– Я думаю, что если бы тебе дали звезду с неба, то ты бы ее вставил в подсвечник, чтобы посмотреть, будет ли она гореть. Ты всегда стремишься к недостижимому, мечешься, а когда получаешь, начинаешь скучать, оттого что больше нечего делать. Ты сделан из того же теста, что и все артисты, но, к счастью, не все мужья.

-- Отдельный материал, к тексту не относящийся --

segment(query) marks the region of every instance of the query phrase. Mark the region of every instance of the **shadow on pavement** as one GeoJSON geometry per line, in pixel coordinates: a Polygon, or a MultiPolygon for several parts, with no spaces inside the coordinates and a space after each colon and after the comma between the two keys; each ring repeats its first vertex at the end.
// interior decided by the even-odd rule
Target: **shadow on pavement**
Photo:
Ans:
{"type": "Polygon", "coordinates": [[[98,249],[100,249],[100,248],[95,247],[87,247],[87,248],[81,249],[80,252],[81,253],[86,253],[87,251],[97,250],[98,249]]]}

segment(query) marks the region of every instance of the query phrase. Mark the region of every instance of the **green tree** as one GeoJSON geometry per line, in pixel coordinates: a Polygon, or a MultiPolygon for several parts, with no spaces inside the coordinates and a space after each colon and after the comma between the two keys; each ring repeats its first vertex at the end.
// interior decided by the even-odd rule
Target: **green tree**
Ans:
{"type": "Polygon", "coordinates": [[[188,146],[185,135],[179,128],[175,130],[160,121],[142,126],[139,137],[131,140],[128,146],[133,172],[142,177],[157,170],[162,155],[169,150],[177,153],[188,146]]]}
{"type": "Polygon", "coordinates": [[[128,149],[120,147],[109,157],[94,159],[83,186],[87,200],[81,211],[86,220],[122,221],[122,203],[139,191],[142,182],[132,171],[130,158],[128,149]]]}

– Я поссорился с Ирэн из-за ребенка.
– Конечно, ты ревновал, как всегда. Ах, этот ребенок! – лицо ее расцвело в улыбку. – Крошка Карл! Ему теперь четыре года. Какое счастье, что он поправляется. Если бы ты знал, какой он прелестный ребенок. Он уже говорит по-французски. У него славная няня, добрая душа. Я сначала была так одинока в замке, она позволила Карлу приходить ко мне. Потом дядя Габриэль мне разрешил остаться там…
– Дядя Габриэль?
– Да, он приехал навестить малыша, а вместе с ним приехал знаменитый путешественник… Я забыла его фамилию… Да, Шторн.
– Разве Шторн тоже приезжал?
– Да. Огромный верзила с чудными волосами и такой милой улыбкой.
– Не была ли случайно в замке мадам Кланс?
Анжель отрицательно покачала головой.
– Нет, но как-то раз приезжала одна девушка с немецкой фамилией.
– Девушка?
Жан насторожился.
– Да, довольно миленькая, невысокого роста. Она спрашивала тебя и сказала, что уезжает на другой день в Петербург.
Это была Аннет! Жан был уверен в этом. Бедная Аннет, он ее не забыл…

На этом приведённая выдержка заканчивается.